Béatrice Kabuguza, Alors secrétaire dans la mission de coopération française, elle était l’une des nombreuses âmes oubliées lorsque la tempête du génocide a éclaté. Confrontée à une situation désespérée, elle trouve refuge, avec d’autres compatriotes tutsis, à l’ambassade de Tanzanie, un geste de survie dans un monde devenu fou.
"Avec d’autres Tutsi, nous avions rejoint l’ambassade de Tanzanie," partage Béatrice, citée par Médiapart.
"Le gardien avait été payé pour nous cacher et nous faire passer pour des Tanzaniens. Nous n’étions plus qu’à trois ou quatre rues de l’hôtel des Mille Collines. C’était notre dernière chance de profiter des évacuations, le lendemain, le 31 mai, vers le camp de Kabuga, tenu par le FPR [Front patriotique rwandais qui a mis fin au génocide]. Je savais que si je ne rejoignais pas l’hôtel, c’était la mort assurée," révèle-t-elle dans son témoignage.

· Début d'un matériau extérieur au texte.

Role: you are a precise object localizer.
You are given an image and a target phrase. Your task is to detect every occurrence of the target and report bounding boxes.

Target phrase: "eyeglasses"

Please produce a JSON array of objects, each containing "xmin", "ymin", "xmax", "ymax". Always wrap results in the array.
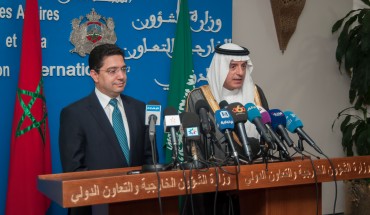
[{"xmin": 97, "ymin": 66, "xmax": 128, "ymax": 76}]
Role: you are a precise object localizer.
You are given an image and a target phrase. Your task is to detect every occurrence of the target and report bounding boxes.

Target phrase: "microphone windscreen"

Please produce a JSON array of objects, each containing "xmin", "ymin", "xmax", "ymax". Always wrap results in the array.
[
  {"xmin": 195, "ymin": 100, "xmax": 209, "ymax": 114},
  {"xmin": 181, "ymin": 112, "xmax": 201, "ymax": 140},
  {"xmin": 244, "ymin": 103, "xmax": 261, "ymax": 122},
  {"xmin": 227, "ymin": 102, "xmax": 247, "ymax": 123},
  {"xmin": 260, "ymin": 111, "xmax": 271, "ymax": 124},
  {"xmin": 268, "ymin": 109, "xmax": 286, "ymax": 131},
  {"xmin": 179, "ymin": 112, "xmax": 186, "ymax": 122},
  {"xmin": 219, "ymin": 100, "xmax": 229, "ymax": 109},
  {"xmin": 181, "ymin": 112, "xmax": 200, "ymax": 128},
  {"xmin": 284, "ymin": 110, "xmax": 304, "ymax": 133},
  {"xmin": 148, "ymin": 100, "xmax": 160, "ymax": 105},
  {"xmin": 215, "ymin": 109, "xmax": 234, "ymax": 132},
  {"xmin": 164, "ymin": 106, "xmax": 177, "ymax": 116}
]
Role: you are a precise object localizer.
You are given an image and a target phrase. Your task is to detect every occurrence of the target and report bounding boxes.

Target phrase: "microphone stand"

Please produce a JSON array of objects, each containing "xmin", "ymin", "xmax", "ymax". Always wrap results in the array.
[
  {"xmin": 142, "ymin": 133, "xmax": 168, "ymax": 172},
  {"xmin": 206, "ymin": 133, "xmax": 224, "ymax": 166},
  {"xmin": 167, "ymin": 128, "xmax": 182, "ymax": 170},
  {"xmin": 180, "ymin": 140, "xmax": 206, "ymax": 170},
  {"xmin": 200, "ymin": 133, "xmax": 210, "ymax": 161},
  {"xmin": 297, "ymin": 137, "xmax": 321, "ymax": 159},
  {"xmin": 268, "ymin": 137, "xmax": 291, "ymax": 162}
]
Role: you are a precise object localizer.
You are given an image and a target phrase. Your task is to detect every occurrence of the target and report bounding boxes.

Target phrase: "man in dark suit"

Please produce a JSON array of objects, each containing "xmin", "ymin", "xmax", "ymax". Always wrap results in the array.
[{"xmin": 59, "ymin": 43, "xmax": 152, "ymax": 215}]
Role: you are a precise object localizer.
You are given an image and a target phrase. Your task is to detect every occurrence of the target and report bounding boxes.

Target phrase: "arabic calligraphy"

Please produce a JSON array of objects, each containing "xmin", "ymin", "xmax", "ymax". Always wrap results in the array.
[
  {"xmin": 132, "ymin": 11, "xmax": 177, "ymax": 30},
  {"xmin": 124, "ymin": 38, "xmax": 226, "ymax": 60},
  {"xmin": 70, "ymin": 171, "xmax": 232, "ymax": 204},
  {"xmin": 243, "ymin": 161, "xmax": 370, "ymax": 186},
  {"xmin": 190, "ymin": 10, "xmax": 222, "ymax": 33},
  {"xmin": 131, "ymin": 10, "xmax": 222, "ymax": 33}
]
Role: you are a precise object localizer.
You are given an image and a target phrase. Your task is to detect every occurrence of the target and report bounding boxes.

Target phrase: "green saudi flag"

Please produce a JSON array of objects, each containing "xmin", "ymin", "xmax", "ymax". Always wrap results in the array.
[{"xmin": 164, "ymin": 0, "xmax": 195, "ymax": 163}]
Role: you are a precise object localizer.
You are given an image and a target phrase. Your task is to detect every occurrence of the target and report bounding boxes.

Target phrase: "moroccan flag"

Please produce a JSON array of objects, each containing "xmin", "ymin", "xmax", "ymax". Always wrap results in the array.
[
  {"xmin": 5, "ymin": 0, "xmax": 52, "ymax": 214},
  {"xmin": 164, "ymin": 0, "xmax": 195, "ymax": 163}
]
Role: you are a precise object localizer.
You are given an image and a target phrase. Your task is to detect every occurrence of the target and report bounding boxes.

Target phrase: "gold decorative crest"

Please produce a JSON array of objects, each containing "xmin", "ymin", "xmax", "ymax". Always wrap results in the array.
[{"xmin": 69, "ymin": 8, "xmax": 117, "ymax": 57}]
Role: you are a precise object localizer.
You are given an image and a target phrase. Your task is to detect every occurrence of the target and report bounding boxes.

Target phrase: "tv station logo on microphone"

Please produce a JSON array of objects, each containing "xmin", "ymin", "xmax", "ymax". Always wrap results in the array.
[
  {"xmin": 186, "ymin": 127, "xmax": 200, "ymax": 137},
  {"xmin": 231, "ymin": 105, "xmax": 246, "ymax": 114},
  {"xmin": 270, "ymin": 111, "xmax": 283, "ymax": 117},
  {"xmin": 145, "ymin": 105, "xmax": 161, "ymax": 125},
  {"xmin": 146, "ymin": 105, "xmax": 161, "ymax": 112},
  {"xmin": 246, "ymin": 104, "xmax": 257, "ymax": 112},
  {"xmin": 220, "ymin": 110, "xmax": 230, "ymax": 118}
]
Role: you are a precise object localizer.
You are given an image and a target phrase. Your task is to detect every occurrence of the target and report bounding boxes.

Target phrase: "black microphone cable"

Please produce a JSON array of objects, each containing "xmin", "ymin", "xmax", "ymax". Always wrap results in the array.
[
  {"xmin": 180, "ymin": 166, "xmax": 190, "ymax": 215},
  {"xmin": 185, "ymin": 160, "xmax": 211, "ymax": 215},
  {"xmin": 308, "ymin": 154, "xmax": 320, "ymax": 215},
  {"xmin": 292, "ymin": 136, "xmax": 337, "ymax": 215},
  {"xmin": 152, "ymin": 137, "xmax": 163, "ymax": 215},
  {"xmin": 310, "ymin": 144, "xmax": 337, "ymax": 215},
  {"xmin": 213, "ymin": 166, "xmax": 219, "ymax": 215},
  {"xmin": 291, "ymin": 143, "xmax": 321, "ymax": 215},
  {"xmin": 189, "ymin": 164, "xmax": 195, "ymax": 215},
  {"xmin": 298, "ymin": 135, "xmax": 338, "ymax": 215},
  {"xmin": 202, "ymin": 133, "xmax": 220, "ymax": 168},
  {"xmin": 180, "ymin": 152, "xmax": 211, "ymax": 215}
]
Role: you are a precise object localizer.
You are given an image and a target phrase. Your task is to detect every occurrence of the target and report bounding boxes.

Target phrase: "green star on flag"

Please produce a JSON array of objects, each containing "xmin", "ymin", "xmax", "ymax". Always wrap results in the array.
[{"xmin": 16, "ymin": 80, "xmax": 48, "ymax": 143}]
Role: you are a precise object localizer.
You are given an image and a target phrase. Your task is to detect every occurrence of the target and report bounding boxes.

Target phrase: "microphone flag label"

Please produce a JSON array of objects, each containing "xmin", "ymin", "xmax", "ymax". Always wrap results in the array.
[
  {"xmin": 164, "ymin": 115, "xmax": 181, "ymax": 132},
  {"xmin": 145, "ymin": 105, "xmax": 161, "ymax": 125}
]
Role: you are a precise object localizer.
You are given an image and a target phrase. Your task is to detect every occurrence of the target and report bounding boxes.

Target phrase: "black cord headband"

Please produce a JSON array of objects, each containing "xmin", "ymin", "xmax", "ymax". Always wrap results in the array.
[{"xmin": 215, "ymin": 44, "xmax": 250, "ymax": 56}]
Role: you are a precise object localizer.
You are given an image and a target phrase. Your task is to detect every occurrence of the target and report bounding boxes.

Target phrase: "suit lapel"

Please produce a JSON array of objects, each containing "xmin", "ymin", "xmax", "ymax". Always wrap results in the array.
[{"xmin": 121, "ymin": 95, "xmax": 136, "ymax": 151}]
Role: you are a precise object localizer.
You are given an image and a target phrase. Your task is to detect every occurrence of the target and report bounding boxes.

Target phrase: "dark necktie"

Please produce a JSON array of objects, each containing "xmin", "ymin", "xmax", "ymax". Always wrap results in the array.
[{"xmin": 109, "ymin": 98, "xmax": 130, "ymax": 164}]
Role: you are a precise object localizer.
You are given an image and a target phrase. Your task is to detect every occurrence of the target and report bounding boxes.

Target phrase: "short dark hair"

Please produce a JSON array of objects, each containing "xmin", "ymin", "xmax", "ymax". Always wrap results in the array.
[{"xmin": 89, "ymin": 43, "xmax": 125, "ymax": 73}]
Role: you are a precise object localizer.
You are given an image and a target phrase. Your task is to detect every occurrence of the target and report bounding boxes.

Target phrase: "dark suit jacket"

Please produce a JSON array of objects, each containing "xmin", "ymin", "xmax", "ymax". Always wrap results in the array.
[
  {"xmin": 59, "ymin": 92, "xmax": 153, "ymax": 215},
  {"xmin": 59, "ymin": 91, "xmax": 152, "ymax": 172}
]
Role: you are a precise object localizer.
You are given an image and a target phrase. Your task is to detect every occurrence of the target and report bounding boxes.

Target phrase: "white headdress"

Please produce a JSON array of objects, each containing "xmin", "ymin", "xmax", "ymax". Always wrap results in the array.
[{"xmin": 207, "ymin": 43, "xmax": 259, "ymax": 138}]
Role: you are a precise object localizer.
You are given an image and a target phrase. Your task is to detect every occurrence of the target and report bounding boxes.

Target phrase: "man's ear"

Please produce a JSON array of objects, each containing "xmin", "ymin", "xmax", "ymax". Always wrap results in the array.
[{"xmin": 90, "ymin": 70, "xmax": 99, "ymax": 83}]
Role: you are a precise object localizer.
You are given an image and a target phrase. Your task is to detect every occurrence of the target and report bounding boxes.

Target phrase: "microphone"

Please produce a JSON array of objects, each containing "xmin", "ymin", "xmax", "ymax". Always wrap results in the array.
[
  {"xmin": 284, "ymin": 110, "xmax": 323, "ymax": 154},
  {"xmin": 219, "ymin": 100, "xmax": 229, "ymax": 109},
  {"xmin": 258, "ymin": 106, "xmax": 291, "ymax": 159},
  {"xmin": 244, "ymin": 103, "xmax": 274, "ymax": 149},
  {"xmin": 142, "ymin": 101, "xmax": 165, "ymax": 172},
  {"xmin": 145, "ymin": 100, "xmax": 161, "ymax": 142},
  {"xmin": 164, "ymin": 107, "xmax": 181, "ymax": 162},
  {"xmin": 268, "ymin": 109, "xmax": 295, "ymax": 148},
  {"xmin": 226, "ymin": 102, "xmax": 254, "ymax": 162},
  {"xmin": 181, "ymin": 112, "xmax": 203, "ymax": 168},
  {"xmin": 214, "ymin": 109, "xmax": 239, "ymax": 163},
  {"xmin": 195, "ymin": 100, "xmax": 217, "ymax": 160},
  {"xmin": 195, "ymin": 100, "xmax": 212, "ymax": 135}
]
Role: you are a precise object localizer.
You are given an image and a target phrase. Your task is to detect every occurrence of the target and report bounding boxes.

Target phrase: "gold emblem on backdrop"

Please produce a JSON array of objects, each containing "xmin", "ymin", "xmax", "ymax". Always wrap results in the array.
[{"xmin": 69, "ymin": 8, "xmax": 117, "ymax": 57}]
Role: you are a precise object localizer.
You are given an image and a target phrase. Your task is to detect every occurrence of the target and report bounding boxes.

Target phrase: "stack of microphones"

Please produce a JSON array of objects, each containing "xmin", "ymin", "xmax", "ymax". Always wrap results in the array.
[{"xmin": 143, "ymin": 99, "xmax": 324, "ymax": 170}]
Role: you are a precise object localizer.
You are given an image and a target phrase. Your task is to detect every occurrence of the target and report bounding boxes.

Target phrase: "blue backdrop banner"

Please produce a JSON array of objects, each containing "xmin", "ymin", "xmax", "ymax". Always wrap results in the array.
[{"xmin": 0, "ymin": 1, "xmax": 231, "ymax": 214}]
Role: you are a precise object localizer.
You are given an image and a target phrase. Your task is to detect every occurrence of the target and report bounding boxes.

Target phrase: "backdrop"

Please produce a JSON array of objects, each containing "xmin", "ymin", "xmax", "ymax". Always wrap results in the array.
[{"xmin": 0, "ymin": 0, "xmax": 231, "ymax": 214}]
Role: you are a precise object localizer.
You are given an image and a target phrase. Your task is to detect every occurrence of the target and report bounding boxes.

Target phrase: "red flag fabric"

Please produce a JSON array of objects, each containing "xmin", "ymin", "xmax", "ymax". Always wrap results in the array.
[{"xmin": 5, "ymin": 0, "xmax": 52, "ymax": 214}]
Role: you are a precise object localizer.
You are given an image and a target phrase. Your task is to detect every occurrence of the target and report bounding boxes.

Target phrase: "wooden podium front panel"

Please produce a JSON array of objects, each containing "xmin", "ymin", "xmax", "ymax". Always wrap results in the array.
[
  {"xmin": 237, "ymin": 156, "xmax": 370, "ymax": 190},
  {"xmin": 38, "ymin": 166, "xmax": 238, "ymax": 208},
  {"xmin": 239, "ymin": 184, "xmax": 322, "ymax": 215},
  {"xmin": 38, "ymin": 156, "xmax": 370, "ymax": 214},
  {"xmin": 109, "ymin": 196, "xmax": 179, "ymax": 215}
]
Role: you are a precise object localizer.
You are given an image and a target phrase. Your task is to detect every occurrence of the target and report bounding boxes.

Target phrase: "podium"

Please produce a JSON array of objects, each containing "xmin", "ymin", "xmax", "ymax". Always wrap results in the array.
[{"xmin": 38, "ymin": 156, "xmax": 370, "ymax": 215}]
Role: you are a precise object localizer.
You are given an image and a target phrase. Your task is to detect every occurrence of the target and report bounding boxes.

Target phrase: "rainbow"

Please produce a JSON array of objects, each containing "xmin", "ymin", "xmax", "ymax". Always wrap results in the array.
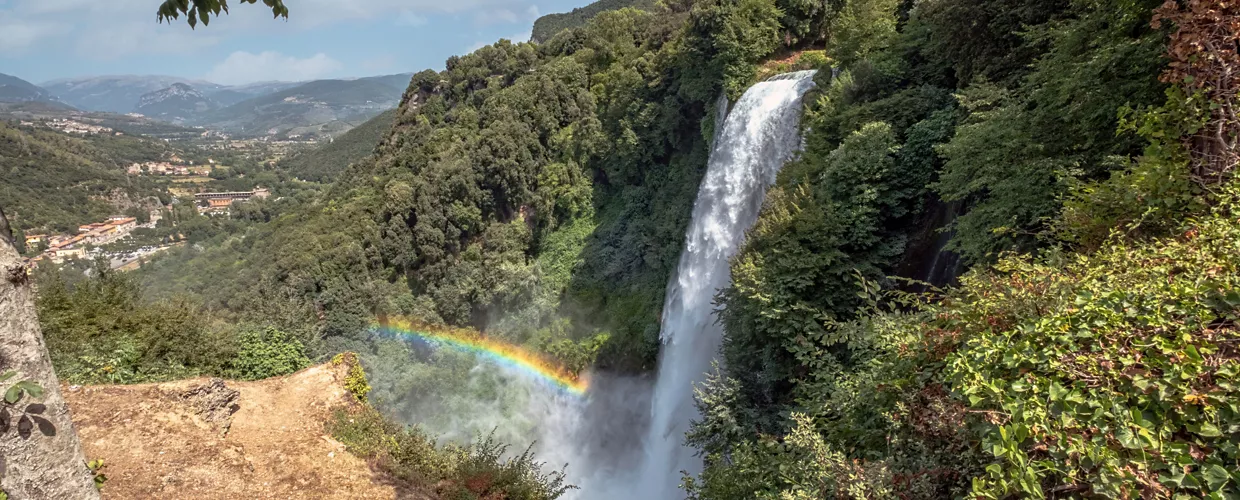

Son récit prend une tournure dramatique lorsqu’elle évoque leur tentative désespérée de rejoindre l’hôtel des Mille Collines, un havre temporaire dans le chaos de Kigali. Sur le point d’être capturée par les Forces armées rwandaises, la chance lui sourit lorsqu’un Casque bleu de l’ONU intervient, lui offrant une échappatoire inespérée vers l’hôtel. Cette nuit-là, elle dort dans un couloir de l’hôtel, avant d’être évacuée le lendemain.
"Un convoi des FAR [Forces armées rwandaises, qui participaient au génocide] nous a repérés, arrêtés et mis à genoux," se souvient Béatrice.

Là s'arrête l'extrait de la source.